The teaching of foreign languages is an essential part of the Steiner curriculum and its success is reflected in GCSE results well above the national average. Children are taught from an early age and by native speakers in ways that make language learning fun.
Children at the Brighton Steiner School learn French from Class 1, beginning with narrative songs and verses, often involving actions and finger games. By the end of Class 1, the children’s active vocabulary includes colours, classroom objects, parts of the body and numbers up to 20 and they are able to respond to simple commands and basic questions. This knowledge is built on in Class 2 so that children are able to follow a story, apply simple structures, answer basic questions about themselves, count up to 60 and recite the alphabet. Vocabulary for clothes, food, time and places is consolidated in Class 3 and through acting out and learning individual parts of a dramatised story, children begin to take a more active part orally. They begin to recognise question words, spatial prepositions, pronouns and possessive adjectives and become aware of gender. Up to this point, all work is done orally.
From Class 4, simple reading and writing is introduced. Vocabulary covers the weather, the home, money and shopping and by the end of Class 4 pupils should feel comfortable with all the vocabulary covered so far, along with its gender, and be starting to construct simple sentences of their own. In Class 5, reading and writing begin in earnest; grammar is now explained and the rules written down. Pupils should now feel comfortable using regular and irregular verbs with different personal pronouns.

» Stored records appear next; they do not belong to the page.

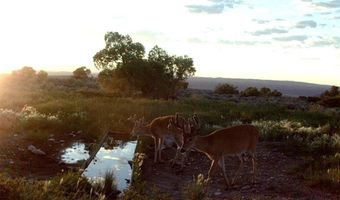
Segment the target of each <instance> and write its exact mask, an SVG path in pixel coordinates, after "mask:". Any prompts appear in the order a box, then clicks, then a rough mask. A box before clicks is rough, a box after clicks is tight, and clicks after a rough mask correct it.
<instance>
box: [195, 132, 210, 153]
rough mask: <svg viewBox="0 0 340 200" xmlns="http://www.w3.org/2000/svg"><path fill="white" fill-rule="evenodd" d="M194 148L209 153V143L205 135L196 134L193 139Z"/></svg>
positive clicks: (209, 148)
mask: <svg viewBox="0 0 340 200" xmlns="http://www.w3.org/2000/svg"><path fill="white" fill-rule="evenodd" d="M194 148H195V149H197V150H198V151H201V152H204V153H209V152H210V144H209V142H208V140H207V137H206V136H198V137H197V138H196V141H195V145H194Z"/></svg>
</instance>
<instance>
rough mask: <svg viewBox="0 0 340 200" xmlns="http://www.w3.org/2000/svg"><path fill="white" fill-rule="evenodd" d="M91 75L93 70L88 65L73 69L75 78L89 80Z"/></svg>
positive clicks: (73, 71) (82, 79) (73, 75)
mask: <svg viewBox="0 0 340 200" xmlns="http://www.w3.org/2000/svg"><path fill="white" fill-rule="evenodd" d="M90 76H91V70H90V69H87V68H86V67H79V68H77V69H76V70H74V71H73V78H75V79H78V80H87V79H89V78H90Z"/></svg>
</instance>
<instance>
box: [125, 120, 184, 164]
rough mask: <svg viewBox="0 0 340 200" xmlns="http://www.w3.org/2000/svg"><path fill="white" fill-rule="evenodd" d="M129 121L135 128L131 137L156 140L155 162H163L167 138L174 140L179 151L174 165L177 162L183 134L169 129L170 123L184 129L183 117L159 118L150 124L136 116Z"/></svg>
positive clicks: (175, 159)
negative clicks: (162, 153) (158, 161)
mask: <svg viewBox="0 0 340 200" xmlns="http://www.w3.org/2000/svg"><path fill="white" fill-rule="evenodd" d="M129 120H131V121H133V122H134V127H133V129H132V131H131V135H134V136H141V135H145V136H150V137H152V138H153V139H154V145H155V155H154V162H155V163H156V162H157V161H160V162H162V149H161V147H162V144H163V142H164V139H165V138H166V137H170V138H172V139H173V140H174V141H175V143H176V145H177V151H176V156H175V158H174V159H173V164H174V163H175V162H176V160H177V158H178V155H179V153H180V150H181V148H182V146H183V140H184V138H183V132H182V131H181V129H180V128H174V129H173V128H169V126H168V125H169V122H170V121H171V122H172V123H175V124H176V126H177V127H181V128H182V127H183V125H184V124H185V120H184V118H182V117H179V116H178V114H176V115H168V116H163V117H157V118H155V119H154V120H152V121H151V122H150V123H149V124H146V123H145V122H144V118H141V119H138V120H137V119H136V117H135V116H133V117H130V118H129ZM181 164H182V165H181V168H183V164H184V162H182V163H181Z"/></svg>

From Class 6 to Class 9, when the GCSE syllabus begins, lessons incorporate a flavour of France and introduce poetry, plays and songs, which become more challenging as pupils’ abilities increase. Vocabulary covers interests, hobbies and plans as well as travel and tourism, jobs, work experience, social issues and relationships. Grammatical structures learnt include adjectives, adverbs, tenses, reflexive and impersonal verbs, forms of address, passive forms and direct and indirect objects. By the time students begin their GCSE course they have a good grounding in the oral and written language, and continue to study French literature and current affairs.
From the age of 7, children are taught German by native speakers. In the earlier classes the main aim is teaching through the spoken word, through stories that are acted out and poems and songs. The lessons are taken almost entirely in German. Younger children imitate easily and develop a perfect pronunciation. There is great emphasis on games, and through these much can be learned and understood. And they are fun! The children are introduced to a large vocabulary such as things in the classroom, the seasons, the natural world, colours, parts of the body and clothes and so on.

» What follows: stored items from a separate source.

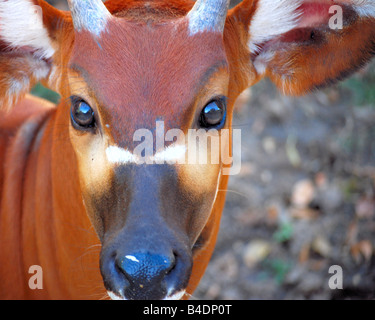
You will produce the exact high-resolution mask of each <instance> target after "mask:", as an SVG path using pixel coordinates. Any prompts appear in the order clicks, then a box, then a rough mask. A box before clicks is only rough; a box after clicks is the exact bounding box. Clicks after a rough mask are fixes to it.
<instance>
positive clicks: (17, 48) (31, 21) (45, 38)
mask: <svg viewBox="0 0 375 320" xmlns="http://www.w3.org/2000/svg"><path fill="white" fill-rule="evenodd" d="M0 39H1V40H2V41H3V42H5V43H6V44H7V46H8V49H10V50H17V49H22V48H26V49H27V50H29V51H31V52H32V53H33V54H34V55H36V56H38V57H39V58H41V59H49V58H51V57H52V56H53V54H54V49H53V47H52V45H51V42H50V39H49V37H48V32H47V30H46V28H45V27H44V25H43V10H42V8H41V7H40V6H37V5H35V4H34V2H33V1H31V0H12V1H5V0H0Z"/></svg>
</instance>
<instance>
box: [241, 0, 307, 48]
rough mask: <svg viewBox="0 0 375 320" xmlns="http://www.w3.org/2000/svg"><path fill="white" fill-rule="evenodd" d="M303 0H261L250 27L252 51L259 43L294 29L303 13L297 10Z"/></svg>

In Class 4, once the children have developed a good sense for the sounds and structure of the language, writing and reading begin. A familiar text is written out and the children then learn to read what they have written. They also begin to study grammar more consciously and take that further in Class 5. By the time the children reach Class 8 they have a large stock of familiar poems and songs behind them and they should, by now, know all the main grammar points in the German language.